Steve McQueen’s staggering career has led him to win both an Academy Award and the Turner Prize before the age of forty-five. Returning to primary school may not seem to be a natural next step, but this is exactly what McQueen has done in Year Three at the Tate Britain – where the photographs of seventy-six thousand students from the aforementioned school year are hanging on the walls of the Duveen galleries.
McQueen aimed to photograph every Year Three student in London – in the end, he settled for around two-thirds. The photographs were taken over the course of the 2018-2019 academic year before being framed and installed en masse in the gallery which doubles as a walkway between the pre- and post-1540 artwork. The classes shown are similar – four rows of students, a teacher in the centre – but also intensely varied. In keeping with the fiercely egalitarian vision of the exhibit, there are no differences nor identifiable labels in any portrait, but it is clear that the classes hail from state, private, specialist, and pupil referral units. The majority are taken in front of cheery wall displays made out of brightly-coloured card or the climbing wall bars which are a hallmark of most childhoods. However, some are shot against more extravagant backdrops: one school opted for a black background with the subjects lit at the front, leaving it slightly reminiscent of a Brechtian play, or if Annie Lebowitz had mistakenly stumbled into a Key Stage Two class.

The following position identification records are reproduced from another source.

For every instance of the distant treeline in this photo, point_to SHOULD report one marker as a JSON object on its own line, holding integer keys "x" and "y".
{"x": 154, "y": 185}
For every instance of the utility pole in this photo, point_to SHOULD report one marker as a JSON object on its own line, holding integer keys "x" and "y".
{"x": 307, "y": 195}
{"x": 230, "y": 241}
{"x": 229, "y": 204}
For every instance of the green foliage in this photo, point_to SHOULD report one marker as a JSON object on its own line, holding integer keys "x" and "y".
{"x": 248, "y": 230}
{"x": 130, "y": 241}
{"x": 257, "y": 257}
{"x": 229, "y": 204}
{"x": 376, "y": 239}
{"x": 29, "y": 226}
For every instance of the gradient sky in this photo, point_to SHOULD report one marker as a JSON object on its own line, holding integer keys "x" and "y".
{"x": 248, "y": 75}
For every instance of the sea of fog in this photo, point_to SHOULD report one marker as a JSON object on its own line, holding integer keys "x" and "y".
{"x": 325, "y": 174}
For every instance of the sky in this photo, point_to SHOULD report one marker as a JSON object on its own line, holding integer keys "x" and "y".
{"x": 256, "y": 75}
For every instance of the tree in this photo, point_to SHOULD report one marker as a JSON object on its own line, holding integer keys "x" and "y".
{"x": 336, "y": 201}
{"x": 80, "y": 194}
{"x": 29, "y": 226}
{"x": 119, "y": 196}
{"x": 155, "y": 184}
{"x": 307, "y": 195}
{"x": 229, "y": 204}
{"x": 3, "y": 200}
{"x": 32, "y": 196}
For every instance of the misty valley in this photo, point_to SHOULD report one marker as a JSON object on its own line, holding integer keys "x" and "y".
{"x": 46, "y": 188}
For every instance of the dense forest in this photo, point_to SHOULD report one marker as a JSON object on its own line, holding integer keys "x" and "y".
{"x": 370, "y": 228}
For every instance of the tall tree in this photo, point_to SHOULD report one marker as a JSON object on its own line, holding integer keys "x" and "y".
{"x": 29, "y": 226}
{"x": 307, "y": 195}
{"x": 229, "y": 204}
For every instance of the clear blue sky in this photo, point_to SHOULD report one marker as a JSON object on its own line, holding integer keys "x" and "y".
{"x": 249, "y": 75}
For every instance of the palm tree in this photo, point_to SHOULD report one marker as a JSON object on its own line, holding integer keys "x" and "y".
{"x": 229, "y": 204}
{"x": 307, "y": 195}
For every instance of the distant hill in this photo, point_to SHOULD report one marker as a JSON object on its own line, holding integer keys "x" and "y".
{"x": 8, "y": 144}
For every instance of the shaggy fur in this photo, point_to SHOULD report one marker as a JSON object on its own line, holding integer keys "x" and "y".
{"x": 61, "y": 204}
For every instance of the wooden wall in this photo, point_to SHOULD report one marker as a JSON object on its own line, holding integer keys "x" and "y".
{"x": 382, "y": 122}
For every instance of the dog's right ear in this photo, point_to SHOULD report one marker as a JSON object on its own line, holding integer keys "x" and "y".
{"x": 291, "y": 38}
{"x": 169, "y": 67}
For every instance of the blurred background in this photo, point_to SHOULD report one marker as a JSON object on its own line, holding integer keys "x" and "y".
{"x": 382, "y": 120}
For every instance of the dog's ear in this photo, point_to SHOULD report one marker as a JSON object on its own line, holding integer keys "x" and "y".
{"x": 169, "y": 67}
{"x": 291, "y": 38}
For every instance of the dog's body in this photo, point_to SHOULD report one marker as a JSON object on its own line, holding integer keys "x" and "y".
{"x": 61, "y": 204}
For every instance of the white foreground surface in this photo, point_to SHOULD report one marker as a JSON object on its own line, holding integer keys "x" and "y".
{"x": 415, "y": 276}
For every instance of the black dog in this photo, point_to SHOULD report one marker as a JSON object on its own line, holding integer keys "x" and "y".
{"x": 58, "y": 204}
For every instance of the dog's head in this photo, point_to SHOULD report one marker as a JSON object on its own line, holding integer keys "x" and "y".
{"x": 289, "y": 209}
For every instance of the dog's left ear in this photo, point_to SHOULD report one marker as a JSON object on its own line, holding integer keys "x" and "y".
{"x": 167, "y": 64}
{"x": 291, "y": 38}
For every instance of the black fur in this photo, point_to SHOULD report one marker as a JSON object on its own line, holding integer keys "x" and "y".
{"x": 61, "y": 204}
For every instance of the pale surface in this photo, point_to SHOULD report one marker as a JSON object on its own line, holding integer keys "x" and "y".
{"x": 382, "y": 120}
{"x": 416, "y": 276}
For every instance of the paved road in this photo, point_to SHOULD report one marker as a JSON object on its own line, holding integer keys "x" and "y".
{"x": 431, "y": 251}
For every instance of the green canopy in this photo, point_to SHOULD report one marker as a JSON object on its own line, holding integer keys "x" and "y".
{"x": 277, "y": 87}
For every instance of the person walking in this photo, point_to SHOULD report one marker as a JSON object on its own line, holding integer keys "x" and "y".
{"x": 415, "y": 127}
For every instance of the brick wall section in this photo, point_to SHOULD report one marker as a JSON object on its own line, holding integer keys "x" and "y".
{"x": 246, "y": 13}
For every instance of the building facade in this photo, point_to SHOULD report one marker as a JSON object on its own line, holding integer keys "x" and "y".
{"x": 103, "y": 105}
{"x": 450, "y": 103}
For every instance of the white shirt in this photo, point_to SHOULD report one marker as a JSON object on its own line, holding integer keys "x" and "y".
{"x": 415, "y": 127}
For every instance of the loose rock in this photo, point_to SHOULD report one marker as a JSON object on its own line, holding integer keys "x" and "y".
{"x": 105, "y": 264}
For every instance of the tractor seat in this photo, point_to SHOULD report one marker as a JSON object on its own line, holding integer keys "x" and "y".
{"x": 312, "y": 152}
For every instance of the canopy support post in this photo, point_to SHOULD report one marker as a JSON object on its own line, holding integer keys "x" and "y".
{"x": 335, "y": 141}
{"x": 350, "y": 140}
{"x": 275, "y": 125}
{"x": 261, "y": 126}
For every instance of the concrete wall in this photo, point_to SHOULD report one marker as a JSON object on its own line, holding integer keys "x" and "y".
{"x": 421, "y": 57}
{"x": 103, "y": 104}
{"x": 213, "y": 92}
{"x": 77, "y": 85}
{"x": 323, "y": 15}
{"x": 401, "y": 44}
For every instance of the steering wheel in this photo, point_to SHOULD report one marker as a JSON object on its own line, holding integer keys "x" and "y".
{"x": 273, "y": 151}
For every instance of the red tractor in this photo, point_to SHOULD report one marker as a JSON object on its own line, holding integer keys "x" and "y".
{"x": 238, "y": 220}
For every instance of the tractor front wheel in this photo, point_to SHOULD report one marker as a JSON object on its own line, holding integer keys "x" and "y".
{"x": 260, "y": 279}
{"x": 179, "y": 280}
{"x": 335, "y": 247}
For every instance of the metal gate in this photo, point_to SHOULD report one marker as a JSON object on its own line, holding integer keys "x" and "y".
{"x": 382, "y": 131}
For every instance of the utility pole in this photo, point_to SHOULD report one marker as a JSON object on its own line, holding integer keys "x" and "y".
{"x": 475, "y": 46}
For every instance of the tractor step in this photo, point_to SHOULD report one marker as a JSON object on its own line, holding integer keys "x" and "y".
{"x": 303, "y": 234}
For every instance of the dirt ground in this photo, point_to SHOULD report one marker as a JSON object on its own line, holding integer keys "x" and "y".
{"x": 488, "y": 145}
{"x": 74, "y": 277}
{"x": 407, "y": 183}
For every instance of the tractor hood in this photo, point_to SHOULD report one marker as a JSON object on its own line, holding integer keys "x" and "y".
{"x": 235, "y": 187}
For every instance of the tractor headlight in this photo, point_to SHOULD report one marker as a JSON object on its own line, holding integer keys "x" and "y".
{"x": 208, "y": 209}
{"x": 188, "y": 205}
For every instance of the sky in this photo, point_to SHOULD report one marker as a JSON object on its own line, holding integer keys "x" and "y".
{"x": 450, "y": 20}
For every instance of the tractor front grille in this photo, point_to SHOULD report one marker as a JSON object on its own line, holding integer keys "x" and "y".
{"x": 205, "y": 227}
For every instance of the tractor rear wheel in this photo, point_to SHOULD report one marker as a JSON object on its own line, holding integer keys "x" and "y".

One may find the premise slightly cynical, literally nailing cuteness up on twenty-foot walls in an attempt to make people feel something, goddammit. However, it manages to be an oddly moving portrait of a generation and their future, as well as a reminiscence on a collective past.
The exhibition is an elegy to hula-hoops on fingers, dairylea dunkers in packed lunches, violently ugly curtains hung in primary school halls, and teaching assistants’ M&S trousers. There is a real joy found in seeing gap-toothed grins and legs emblazoned with Peppa Pig plasters hanging on walls a few meters down from oil paintings of Tudor heads of state. You are forced to revisit your days as a seven-year-old: five minutes in, I could smell the pungent varnish from my school hall and taste the daily dose of over-boiled vegetables we were served. You can see yourself as well as others; I found myself identifying the boys who would be doing the most outrageous knee skids at the school disco and the girls who would be commandeering the big skipping rope at breaktime. There are a number of glum faces and timid expressions – more than once I saw a child conspicuously picking their nose in the foreground. Rather than morose or nostalgic, this evocation was more effective at highlighting the fundamental commonality of humans than high-brow, complex exhibits.
Because I visited on a Sunday, the gallery was awash with children and families craning to find themselves on the wall, jubilantly, and entirely in the spirit of the exhibition. Seeing a space considered sacred and impenetrable overrun with children inspecting their own faces displayed as important works of art is pure sweetness.
The project’s specific focus on London is my minor gripe. While the lens of these projects is often reserved for the city, geographical diversity would solidify the already glowing high points of the exhibition.
My lingering regional resentment aside, Year Three is a tender but mighty love letter to youth and the unfettered optimism of children. We need it now more than ever.
Year Three is displayed in the Duveen Galleries of the Tate Britain until 3 May 2020, entry is free.